Splayed on a rock in September, he can feel summer’s punch draining from the sun. Through thin, naked skin he senses heat evaporating, degree by degree, from the air—and from his body’s loose S.
A week later I see him slide across the gravel path. Now the sun has become, besides his body’s warmer, this garter snake’s compass. He lifts his thumb-sized head skyward, seeking direction toward a remembered destination. En route, he’ll look for landmarks he noted on last year’s trek—this oak stump, that boulder. He’ll flick his red forked tongue to collect the scent that female garters, ahead of him, effuse, assuring him, This is the way. He has to arrive before the temperature drops below freezing for longer than a day. If he doesn’t, his lithe self will freeze stiff as a stick.
He glides along his remembered travel lane for a mile, two miles, intent on a particular hole in the ground. Without any tools for digging, this garter, like all snakes, is at the mercy of other creatures, or the mercy of the earth itself, to open a door to the warmer underworld. He knows one door, one den that can meet his needs in the difficult season ahead. It’s mapped in his mind and in the minds of all the area’s garter snakes. Solitary creatures from the moment of birth, in fall they follow their maps and slither in from every direction—dozens, hundreds, even thousands massing at the best dens. They bask, separately, above ground on warm days, and slip beneath on cold days. On none of those days do they eat. They’re emptying their guts of every particle of food. They must go into their winter confinement clean.

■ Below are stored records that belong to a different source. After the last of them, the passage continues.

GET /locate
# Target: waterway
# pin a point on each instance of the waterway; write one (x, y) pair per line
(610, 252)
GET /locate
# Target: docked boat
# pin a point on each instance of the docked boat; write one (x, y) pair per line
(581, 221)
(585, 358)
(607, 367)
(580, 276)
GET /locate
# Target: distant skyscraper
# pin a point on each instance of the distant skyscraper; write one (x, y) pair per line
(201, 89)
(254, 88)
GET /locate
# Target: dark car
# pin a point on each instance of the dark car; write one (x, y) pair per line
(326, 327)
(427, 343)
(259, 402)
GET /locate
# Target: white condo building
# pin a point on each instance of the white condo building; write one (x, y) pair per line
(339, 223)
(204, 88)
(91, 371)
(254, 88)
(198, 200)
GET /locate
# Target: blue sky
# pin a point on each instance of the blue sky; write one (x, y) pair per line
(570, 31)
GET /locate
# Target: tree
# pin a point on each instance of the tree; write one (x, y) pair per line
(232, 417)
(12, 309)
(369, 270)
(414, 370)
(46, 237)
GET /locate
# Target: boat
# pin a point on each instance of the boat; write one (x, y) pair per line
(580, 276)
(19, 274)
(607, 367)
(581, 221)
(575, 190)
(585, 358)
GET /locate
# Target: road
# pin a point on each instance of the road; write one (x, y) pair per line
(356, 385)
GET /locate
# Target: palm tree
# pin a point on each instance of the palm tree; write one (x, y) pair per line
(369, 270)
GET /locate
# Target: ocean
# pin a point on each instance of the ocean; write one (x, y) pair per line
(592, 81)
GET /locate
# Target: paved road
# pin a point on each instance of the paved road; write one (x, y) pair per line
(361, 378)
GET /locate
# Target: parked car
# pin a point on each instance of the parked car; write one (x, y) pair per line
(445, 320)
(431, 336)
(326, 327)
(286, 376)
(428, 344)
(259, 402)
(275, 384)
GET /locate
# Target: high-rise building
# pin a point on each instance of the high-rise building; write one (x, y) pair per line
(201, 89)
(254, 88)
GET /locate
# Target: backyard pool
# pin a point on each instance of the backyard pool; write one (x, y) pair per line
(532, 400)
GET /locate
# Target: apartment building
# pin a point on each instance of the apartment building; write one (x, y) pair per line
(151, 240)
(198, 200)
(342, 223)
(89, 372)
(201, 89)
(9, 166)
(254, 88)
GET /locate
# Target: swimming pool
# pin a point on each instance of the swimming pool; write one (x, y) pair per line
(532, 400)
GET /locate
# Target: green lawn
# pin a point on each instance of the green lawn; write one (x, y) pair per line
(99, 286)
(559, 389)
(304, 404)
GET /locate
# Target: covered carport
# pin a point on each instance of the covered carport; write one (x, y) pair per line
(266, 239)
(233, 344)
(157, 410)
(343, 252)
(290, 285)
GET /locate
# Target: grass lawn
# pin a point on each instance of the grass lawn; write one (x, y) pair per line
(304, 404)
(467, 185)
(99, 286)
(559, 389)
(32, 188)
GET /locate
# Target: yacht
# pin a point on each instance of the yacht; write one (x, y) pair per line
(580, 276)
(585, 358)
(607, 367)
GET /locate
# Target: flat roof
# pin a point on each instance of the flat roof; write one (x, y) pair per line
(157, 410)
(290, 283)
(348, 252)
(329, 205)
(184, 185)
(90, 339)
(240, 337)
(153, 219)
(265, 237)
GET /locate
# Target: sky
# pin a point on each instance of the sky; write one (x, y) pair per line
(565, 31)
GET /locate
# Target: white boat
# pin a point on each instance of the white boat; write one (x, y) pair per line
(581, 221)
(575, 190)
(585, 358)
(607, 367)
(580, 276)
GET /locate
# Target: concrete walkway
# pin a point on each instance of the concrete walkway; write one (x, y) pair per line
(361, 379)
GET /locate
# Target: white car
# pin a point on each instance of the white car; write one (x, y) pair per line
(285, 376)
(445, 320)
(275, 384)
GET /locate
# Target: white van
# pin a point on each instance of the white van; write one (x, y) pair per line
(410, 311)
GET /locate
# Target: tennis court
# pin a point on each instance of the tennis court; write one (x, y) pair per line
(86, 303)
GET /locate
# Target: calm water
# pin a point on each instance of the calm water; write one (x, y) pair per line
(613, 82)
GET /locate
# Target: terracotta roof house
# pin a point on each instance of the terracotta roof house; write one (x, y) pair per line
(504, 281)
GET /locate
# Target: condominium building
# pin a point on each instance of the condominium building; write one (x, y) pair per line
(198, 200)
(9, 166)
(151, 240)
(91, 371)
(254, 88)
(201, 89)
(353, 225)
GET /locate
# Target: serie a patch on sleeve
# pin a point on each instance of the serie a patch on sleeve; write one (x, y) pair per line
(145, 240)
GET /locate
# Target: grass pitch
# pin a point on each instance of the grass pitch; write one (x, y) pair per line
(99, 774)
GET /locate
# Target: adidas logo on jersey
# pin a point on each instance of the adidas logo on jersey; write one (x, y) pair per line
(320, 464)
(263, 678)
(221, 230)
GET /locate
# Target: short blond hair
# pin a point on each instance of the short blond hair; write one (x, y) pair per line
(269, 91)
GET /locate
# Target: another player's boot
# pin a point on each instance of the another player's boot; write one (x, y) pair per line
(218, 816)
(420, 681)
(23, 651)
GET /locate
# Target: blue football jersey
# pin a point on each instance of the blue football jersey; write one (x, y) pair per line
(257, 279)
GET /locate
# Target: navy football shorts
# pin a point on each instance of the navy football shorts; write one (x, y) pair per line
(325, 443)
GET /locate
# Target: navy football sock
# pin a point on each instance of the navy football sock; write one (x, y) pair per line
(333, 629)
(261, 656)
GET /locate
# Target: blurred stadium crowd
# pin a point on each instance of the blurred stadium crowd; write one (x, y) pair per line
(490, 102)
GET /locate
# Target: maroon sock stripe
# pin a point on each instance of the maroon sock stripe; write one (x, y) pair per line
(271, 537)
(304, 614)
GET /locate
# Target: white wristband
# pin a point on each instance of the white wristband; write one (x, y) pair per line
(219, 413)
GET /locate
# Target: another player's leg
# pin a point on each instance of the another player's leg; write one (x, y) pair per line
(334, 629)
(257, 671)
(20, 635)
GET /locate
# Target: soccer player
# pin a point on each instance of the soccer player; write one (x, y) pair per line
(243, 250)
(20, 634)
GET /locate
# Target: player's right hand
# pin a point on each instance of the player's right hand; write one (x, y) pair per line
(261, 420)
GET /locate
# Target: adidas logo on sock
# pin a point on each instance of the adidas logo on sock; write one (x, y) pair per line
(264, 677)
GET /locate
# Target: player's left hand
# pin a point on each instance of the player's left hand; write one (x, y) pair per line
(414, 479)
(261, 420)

Since mid-November, frost has kept them in their underground cell, a chamber deeper than the four feet the frost will seep in the months to come. Pools of water and thick, humid air keep their skin supple. With no food in them to rot, they’ve stopped all digestion. Digestion burns energy. They’ve positioned themselves where the chamber stays between thirty-seven and thirty-nine degrees Fahrenheit, a temperature that slows the flow of energy through their bodies and holds them—perfectly poised—between life and death. They are conscious—conscious only to keep themselves as effortless as possible. To drink only when necessary. To move only if a hard winter’s frost forces further descent.
The chill at the knife edge of death sparks a chain of changes in a small gland in the garter snake’s brain. Beyond his knowing, he is being prepared. Then, when the ground above him warms, he’s cued. The season for sparing himself is past. He and the multitude with him swim up through the dark layers of earth and break from the hole, falling onto each other, a writhing ball of snakes, mating. Nearly starved, they obey that more primal survival prod before hurrying off alone to hunt, spending all that they’ve saved, fervent for life to multiply, to abound.